A clarification: I’m managing more than 150,000 documents among various DT Pro Office databases, but none of them holds more than 30,000 documents. Each database holds a “topical” collection that represents my needs and interests. My main database in fact contains many topics – many different scientific disciplines as well as legal and policy topics – that reflect my interest in environmental science, technology, law and policy matters.
Filing documents into specific groups in a database, the process of organizing the content, is something we humans like to do. It was necessary when we used physical file cabinets and categorized a sheet of paper into a specific file folder so that it could be retrieved quickly in the future.
But it’s quite feasible to compile a large DT Pro database that has no hierarchical file structure, no groups and subgroups. Some users have such databases. I tend to use some organizational structure for my own convenience, but at any time I’ve probably got thousands of documents that haven’t been “filed” and I’ll probably never bother to catch up.
DT Pro searches and AI features such as See Also and See Selected Text do not require hierarchical organization; they are effectively independent of organizational structure. In a few minutes I can compile lists of all the articles by a particular author that are in my database and all references to that material. If I’m viewing an article about how the populations of native species were affected by introduction of invasive species into an ecosystem, See Also will point out to me a “similar” article about how factors such as temperature, pressure or catalysts can affect chemical reaction equilibria. (Yes, there’s a wonderful relationship between those articles!)
DEVONthink can also assist one to manage and build on to an organizational structure of groups and subgroups classifying documents. Once one has developed structure in the database, the Classify AI routine can suggest one or more appropriate “filing” locations for a new content. The larger the database and the more consistently one has maintained the organization, the better Classify will perform. There’s even an auto-group routine that will suggest groupings for currently ungrouped items, based on contextual relationships. (I tend to view this kind of assistance as coddling the human craving to impose structure on things. The database doesn’t care.)
Other than some attention to organization, I rarely tag the content of an existing database, or tag new content when added. There is one activity, however, in which I often use keyword, hyperlink or annotation tags. That’s when I’m doing a new research or writing project.
The first thing I do when starting a project is to create a group for it, with subgroups for notes, drafts and reference materials. That helps me organize the project and gives me cues as to where the various elements I’ve pigeon holed can be found.
I’ll replicate or duplicate interesting references into this project. If I want to add keywords to the content or the Comment field of a document, I will so so on a duplicate (not on a replicant) of a reference document, as I don’t want to mess up the original.
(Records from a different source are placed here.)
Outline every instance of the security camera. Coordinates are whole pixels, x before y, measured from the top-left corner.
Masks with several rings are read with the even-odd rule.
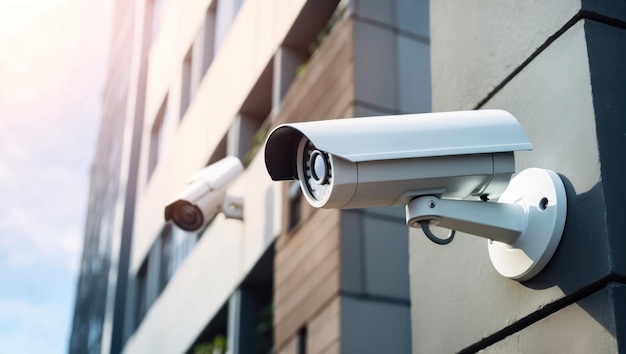
[[[284,124],[267,139],[273,180],[297,179],[318,208],[406,205],[420,195],[494,199],[532,148],[500,110]]]
[[[523,281],[554,254],[567,212],[555,172],[511,179],[514,151],[531,149],[502,110],[408,114],[280,125],[265,165],[275,181],[298,180],[317,208],[405,205],[407,225],[435,243],[456,230],[487,238],[496,270]],[[430,225],[451,233],[439,238]]]
[[[198,231],[220,211],[241,219],[241,198],[228,196],[226,188],[243,169],[237,157],[227,156],[198,171],[175,201],[165,207],[165,221],[185,231]]]

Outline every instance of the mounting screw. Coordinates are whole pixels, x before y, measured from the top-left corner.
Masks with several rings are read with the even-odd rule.
[[[437,206],[437,203],[435,203],[435,201],[434,201],[434,200],[429,200],[429,201],[428,201],[428,207],[429,207],[429,208],[431,208],[431,209],[432,209],[432,208],[434,208],[434,207],[436,207],[436,206]]]
[[[539,210],[546,210],[548,208],[548,198],[542,198],[539,201]]]

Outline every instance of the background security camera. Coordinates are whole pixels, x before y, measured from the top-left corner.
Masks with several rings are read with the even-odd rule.
[[[284,124],[265,148],[273,180],[297,179],[318,208],[405,205],[421,195],[494,199],[532,148],[501,110]]]
[[[192,176],[175,201],[165,207],[165,221],[185,231],[200,230],[216,213],[241,219],[240,198],[226,195],[226,187],[244,168],[241,161],[228,156]]]

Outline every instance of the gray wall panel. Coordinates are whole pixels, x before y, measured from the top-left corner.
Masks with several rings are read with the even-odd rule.
[[[398,70],[398,111],[430,112],[430,48],[428,44],[396,37]]]
[[[586,21],[585,33],[612,270],[626,275],[626,25]]]
[[[472,109],[580,9],[572,0],[430,4],[433,111]]]
[[[438,4],[438,7],[445,6]],[[474,14],[473,17],[483,18],[491,11],[483,10],[481,16]],[[456,10],[455,13],[462,12]],[[495,19],[491,22],[499,21]],[[455,28],[464,31],[462,23]],[[553,169],[564,177],[568,192],[568,220],[555,256],[536,278],[519,283],[496,273],[484,239],[459,233],[454,242],[441,247],[428,241],[421,231],[412,230],[410,276],[414,352],[462,350],[503,328],[515,326],[530,314],[537,315],[546,305],[610,274],[605,199],[584,29],[584,21],[579,21],[561,34],[484,106],[513,113],[534,145],[532,152],[516,153],[517,171],[543,167]],[[473,36],[485,34],[474,30]],[[463,38],[467,35],[460,34]],[[510,37],[516,35],[515,31],[507,34]],[[437,47],[437,53],[433,47],[433,58],[456,53],[458,48],[454,44],[457,38],[452,37],[445,48]],[[437,40],[445,42],[447,38],[433,37],[433,44],[436,45]],[[489,49],[484,44],[474,44],[476,47],[473,49],[465,47],[470,52],[466,57],[455,60],[461,62],[467,57],[479,55],[472,51],[483,53]],[[477,63],[475,70],[463,68],[465,64],[462,63],[456,67],[450,61],[448,66],[440,66],[442,64],[439,63],[437,67],[452,72],[458,69],[462,76],[483,85],[493,78],[485,76],[485,71],[498,72],[500,68],[514,64],[511,58],[502,57],[501,51],[506,49],[498,47],[488,61]],[[517,52],[517,55],[520,54]],[[490,61],[496,59],[493,63]],[[433,77],[441,74],[435,69],[435,61],[433,59]],[[445,91],[442,86],[433,96],[434,102],[438,102],[438,109],[471,108],[481,99],[466,86],[448,82],[445,87],[449,90]],[[477,89],[485,92],[483,88]],[[457,97],[460,100],[455,100]],[[580,306],[588,311],[584,303]],[[592,317],[589,321],[603,321],[595,318],[593,311],[588,313]],[[614,348],[614,344],[605,344]],[[550,351],[548,347],[545,350]]]
[[[604,288],[524,328],[482,353],[614,353],[613,289]]]
[[[395,15],[396,26],[401,31],[422,38],[430,37],[429,25],[429,1],[428,0],[396,0]],[[416,20],[419,18],[419,20]],[[428,90],[430,92],[430,89]]]
[[[341,213],[341,290],[408,302],[408,228],[401,208]]]
[[[407,305],[341,299],[341,353],[406,354],[411,351]]]
[[[409,301],[409,241],[404,220],[365,217],[363,231],[367,293]]]
[[[354,22],[354,95],[378,109],[396,110],[395,35],[390,28]]]

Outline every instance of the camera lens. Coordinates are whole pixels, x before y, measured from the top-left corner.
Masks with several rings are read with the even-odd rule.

Anything that would alter the original, such as highlighting in a rich text document or PDF is done on a duplicate in the project. I may use temporary tags such as Label or State markings during the project. These are searchable and can be very convenient; for example, when I’m doing searches of the database for potentially useful references, or when I’m marking as potentially useful See Also suggestions I may assign a label color. When I’m drafting sections of a report I may assign a State that indicates whether the section is finished or not. But when I’m finished with the project I’ll erase all those Label and State markings so that I can start the next project with a clean slate. When the project is completed I’ll generally spin off the project files as a separate database for historical use, leaving only the finished article or report in my database.
But these are just my personal habits (or eccentricities); DEVONthink is flexible enough to accommodate other habits by other users.